When I wrote a previous testimonial about my experience with shamanism, I shared how the death of my beloved older brother left me broken. I didn’t know much about shamanism at the time but booked a shamanic treatment because I wanted to feel like myself again and to be able to function better. I believed I had nothing to lose.

As I lay down on Deborah’s healing table, she shook a rattle to call her helping spirits as she passed around me, laying a crystal here and another one there. It marked the beginning of regular shamanic treatments that guided me to a new chapter in my life that included loss but also support as my shamanic practitioner helped me discover a world of helping spirits, power animals and touchstones.

When Deborah suggested a distance treatment during the COVID-19 pandemic, I was somewhat hesitant but decided to trust the journey. After all, it hadn’t let me down so far. I knew she would be using a teddy bear as a ‘proxy’ and as I closed the blinds in my bedroom and lay down on my bed, Deborah texted to let me know my treatment was about to begin.

I felt extremely relaxed and comfortable and before long, I felt like my brother was in the room with me. He was smiling. That beautiful, familiar smile. He assured me he was fine, that I was fine and that he would always be with me but in a different way. I was sobbing but felt the comfort of the sun shining on my face. I felt what you might describe as a sensation in my hands, as though I was releasing something but not quite sure I wanted to let go.

As Deborah and I had discussed before my treatment, she texted me when it was complete, and I took some time to gather myself before calling her to discuss my experience. I don’t know if I was looking for affirmation, but I wanted to hear what she had to say before I allowed the words to tumble out of my mouth.

My brother was there, she confirmed, and indeed told me that we were both fine. He also told me it was time to let go; to let both of us move forward – together but apart. It now made sense why it felt like I was releasing something.
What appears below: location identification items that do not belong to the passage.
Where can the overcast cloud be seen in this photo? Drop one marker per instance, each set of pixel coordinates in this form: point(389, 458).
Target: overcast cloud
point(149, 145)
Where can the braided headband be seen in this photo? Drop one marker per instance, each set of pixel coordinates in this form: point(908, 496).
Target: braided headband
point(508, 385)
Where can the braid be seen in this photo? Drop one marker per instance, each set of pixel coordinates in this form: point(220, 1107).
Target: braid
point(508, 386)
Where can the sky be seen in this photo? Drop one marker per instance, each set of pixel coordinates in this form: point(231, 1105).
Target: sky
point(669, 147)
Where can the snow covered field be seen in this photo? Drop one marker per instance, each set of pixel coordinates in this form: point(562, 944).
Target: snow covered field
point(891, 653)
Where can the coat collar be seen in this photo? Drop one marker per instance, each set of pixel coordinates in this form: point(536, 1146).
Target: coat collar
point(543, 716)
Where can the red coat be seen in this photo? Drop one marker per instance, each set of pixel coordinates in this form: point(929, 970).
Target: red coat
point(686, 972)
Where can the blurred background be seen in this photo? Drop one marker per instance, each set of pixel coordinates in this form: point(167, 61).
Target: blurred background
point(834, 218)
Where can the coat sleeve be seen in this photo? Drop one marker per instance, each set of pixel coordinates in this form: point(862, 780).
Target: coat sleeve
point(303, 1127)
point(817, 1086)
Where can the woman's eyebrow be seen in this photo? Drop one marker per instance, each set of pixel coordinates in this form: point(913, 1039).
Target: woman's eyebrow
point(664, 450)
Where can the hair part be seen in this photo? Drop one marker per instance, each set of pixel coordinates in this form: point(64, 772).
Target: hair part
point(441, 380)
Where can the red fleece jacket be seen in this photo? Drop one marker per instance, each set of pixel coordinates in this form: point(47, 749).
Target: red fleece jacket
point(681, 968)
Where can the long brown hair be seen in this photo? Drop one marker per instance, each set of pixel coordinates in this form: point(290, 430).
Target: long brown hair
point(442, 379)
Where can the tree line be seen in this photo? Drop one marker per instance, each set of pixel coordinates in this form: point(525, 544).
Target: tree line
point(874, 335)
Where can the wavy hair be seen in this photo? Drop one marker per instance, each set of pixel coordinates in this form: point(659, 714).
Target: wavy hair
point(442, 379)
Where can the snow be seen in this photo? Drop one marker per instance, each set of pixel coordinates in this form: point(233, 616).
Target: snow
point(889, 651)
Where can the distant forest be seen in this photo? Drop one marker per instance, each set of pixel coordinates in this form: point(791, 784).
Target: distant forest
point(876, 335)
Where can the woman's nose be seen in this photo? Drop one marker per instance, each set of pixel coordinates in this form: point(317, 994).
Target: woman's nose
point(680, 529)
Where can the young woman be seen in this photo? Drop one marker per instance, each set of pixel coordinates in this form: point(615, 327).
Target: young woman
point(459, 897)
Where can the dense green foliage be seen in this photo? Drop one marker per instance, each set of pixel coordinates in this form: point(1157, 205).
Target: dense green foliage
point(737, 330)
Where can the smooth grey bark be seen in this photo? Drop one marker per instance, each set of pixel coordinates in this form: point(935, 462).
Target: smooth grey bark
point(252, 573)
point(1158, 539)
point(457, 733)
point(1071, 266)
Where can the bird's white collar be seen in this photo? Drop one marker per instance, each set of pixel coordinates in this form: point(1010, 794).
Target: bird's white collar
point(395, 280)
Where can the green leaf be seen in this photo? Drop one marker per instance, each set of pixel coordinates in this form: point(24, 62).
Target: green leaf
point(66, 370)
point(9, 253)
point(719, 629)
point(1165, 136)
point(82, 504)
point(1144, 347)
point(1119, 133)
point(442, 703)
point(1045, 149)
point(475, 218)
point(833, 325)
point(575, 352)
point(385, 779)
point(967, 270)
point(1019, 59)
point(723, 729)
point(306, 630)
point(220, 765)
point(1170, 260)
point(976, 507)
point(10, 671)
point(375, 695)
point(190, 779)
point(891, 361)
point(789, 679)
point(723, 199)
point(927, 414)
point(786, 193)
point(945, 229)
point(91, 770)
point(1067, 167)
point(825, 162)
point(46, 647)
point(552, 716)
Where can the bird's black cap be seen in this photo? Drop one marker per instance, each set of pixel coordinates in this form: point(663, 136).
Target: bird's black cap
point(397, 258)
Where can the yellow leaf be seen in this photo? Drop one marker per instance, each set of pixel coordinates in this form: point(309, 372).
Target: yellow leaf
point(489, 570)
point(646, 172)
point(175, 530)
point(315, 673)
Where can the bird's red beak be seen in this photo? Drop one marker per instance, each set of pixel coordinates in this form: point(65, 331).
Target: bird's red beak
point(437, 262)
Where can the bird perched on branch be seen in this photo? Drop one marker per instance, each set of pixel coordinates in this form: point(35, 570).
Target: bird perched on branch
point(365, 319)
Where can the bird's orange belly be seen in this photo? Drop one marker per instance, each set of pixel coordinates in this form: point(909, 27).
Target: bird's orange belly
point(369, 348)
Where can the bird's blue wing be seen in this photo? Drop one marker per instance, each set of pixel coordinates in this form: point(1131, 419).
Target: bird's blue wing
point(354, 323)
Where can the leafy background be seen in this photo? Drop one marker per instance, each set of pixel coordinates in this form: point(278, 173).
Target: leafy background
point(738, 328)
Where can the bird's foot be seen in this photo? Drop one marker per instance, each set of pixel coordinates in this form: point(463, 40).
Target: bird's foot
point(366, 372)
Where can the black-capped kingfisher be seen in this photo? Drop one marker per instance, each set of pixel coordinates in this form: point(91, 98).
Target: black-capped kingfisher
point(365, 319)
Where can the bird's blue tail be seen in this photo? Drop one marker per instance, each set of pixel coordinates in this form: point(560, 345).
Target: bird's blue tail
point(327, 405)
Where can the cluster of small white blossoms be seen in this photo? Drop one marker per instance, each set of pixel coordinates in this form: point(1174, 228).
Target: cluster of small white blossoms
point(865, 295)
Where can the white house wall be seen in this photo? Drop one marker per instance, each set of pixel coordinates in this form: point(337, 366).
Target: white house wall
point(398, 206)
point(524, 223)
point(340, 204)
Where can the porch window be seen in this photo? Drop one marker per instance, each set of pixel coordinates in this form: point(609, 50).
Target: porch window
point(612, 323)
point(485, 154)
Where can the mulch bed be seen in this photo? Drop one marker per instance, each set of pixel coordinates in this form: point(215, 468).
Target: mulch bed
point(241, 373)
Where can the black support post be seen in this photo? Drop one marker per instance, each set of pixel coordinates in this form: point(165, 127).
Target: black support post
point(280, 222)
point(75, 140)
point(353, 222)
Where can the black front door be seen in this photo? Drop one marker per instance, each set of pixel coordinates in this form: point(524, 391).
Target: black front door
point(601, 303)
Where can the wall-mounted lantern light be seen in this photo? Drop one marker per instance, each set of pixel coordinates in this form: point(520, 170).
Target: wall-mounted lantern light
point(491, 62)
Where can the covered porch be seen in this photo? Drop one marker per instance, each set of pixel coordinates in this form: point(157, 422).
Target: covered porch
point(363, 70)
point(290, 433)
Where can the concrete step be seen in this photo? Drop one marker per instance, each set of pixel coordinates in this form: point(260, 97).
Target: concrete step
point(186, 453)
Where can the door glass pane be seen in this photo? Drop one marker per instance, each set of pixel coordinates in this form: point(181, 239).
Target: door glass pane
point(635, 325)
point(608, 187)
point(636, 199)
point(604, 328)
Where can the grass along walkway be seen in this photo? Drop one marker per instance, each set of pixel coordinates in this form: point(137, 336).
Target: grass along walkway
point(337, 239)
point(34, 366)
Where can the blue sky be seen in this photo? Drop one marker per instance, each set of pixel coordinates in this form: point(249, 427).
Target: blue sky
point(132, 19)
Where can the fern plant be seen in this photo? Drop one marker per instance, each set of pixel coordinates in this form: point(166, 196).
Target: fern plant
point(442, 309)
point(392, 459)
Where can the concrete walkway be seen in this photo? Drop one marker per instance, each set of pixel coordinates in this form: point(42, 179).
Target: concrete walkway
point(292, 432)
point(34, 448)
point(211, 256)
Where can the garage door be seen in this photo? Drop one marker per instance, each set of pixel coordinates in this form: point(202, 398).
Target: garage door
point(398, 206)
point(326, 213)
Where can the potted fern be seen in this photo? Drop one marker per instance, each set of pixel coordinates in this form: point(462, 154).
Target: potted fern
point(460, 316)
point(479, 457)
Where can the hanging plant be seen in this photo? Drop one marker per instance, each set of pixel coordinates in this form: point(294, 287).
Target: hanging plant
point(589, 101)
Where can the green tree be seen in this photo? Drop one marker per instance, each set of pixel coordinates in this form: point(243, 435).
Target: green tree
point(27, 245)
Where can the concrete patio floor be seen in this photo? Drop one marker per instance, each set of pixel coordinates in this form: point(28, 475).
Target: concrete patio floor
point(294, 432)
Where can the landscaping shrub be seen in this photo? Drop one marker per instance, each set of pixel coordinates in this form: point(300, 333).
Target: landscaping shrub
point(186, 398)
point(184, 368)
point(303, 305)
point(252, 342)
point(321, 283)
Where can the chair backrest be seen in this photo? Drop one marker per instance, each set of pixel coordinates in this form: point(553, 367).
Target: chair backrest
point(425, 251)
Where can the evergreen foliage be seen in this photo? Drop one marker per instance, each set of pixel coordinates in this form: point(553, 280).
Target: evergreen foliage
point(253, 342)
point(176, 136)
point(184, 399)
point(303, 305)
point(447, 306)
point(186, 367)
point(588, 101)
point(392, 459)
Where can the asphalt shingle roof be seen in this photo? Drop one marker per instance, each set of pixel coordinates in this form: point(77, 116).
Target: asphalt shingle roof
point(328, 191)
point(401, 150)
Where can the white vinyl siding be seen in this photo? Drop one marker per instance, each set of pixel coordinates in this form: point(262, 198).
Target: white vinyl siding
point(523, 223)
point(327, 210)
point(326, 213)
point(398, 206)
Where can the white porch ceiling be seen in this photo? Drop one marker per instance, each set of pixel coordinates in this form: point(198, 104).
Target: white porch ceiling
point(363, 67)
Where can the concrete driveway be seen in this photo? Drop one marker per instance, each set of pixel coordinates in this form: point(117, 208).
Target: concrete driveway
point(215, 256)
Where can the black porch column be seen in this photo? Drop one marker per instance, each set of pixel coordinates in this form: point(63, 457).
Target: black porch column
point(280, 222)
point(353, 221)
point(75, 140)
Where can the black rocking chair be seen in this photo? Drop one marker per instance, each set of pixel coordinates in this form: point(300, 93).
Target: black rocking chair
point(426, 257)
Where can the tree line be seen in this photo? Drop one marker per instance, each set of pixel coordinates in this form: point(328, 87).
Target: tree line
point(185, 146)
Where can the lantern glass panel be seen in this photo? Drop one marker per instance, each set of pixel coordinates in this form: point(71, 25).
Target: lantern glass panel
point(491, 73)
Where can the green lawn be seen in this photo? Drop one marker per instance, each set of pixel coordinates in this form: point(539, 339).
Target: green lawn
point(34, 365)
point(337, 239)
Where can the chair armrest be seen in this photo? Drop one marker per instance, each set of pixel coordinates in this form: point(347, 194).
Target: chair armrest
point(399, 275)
And the sun on my face? Deborah told me her helping spirits instructed her to take the teddy bear to a sunny window to let me know brighter days were ahead and that I just needed to be brave enough to walk towards them. Like always, everything came together and made complete sense.

Any hesitation I had about the power of distance treatments evaporated. Sure, having a treatment in the comfort of my own home was convenient but it was so much more. I felt like I was able to surrender myself to my treatment much more quickly. Could it be because I was surrounded by things that held such significance to me, including a picture of me with my brother and sister that has forever hung on my bedroom wall?

Though I tend to be very analytical, I realized it doesn’t really matter why my distance treatment had been so powerful – just that it had been so comforting and that Deborah was able to provide me with such wise advice that I’m confident will help me continue to move forward.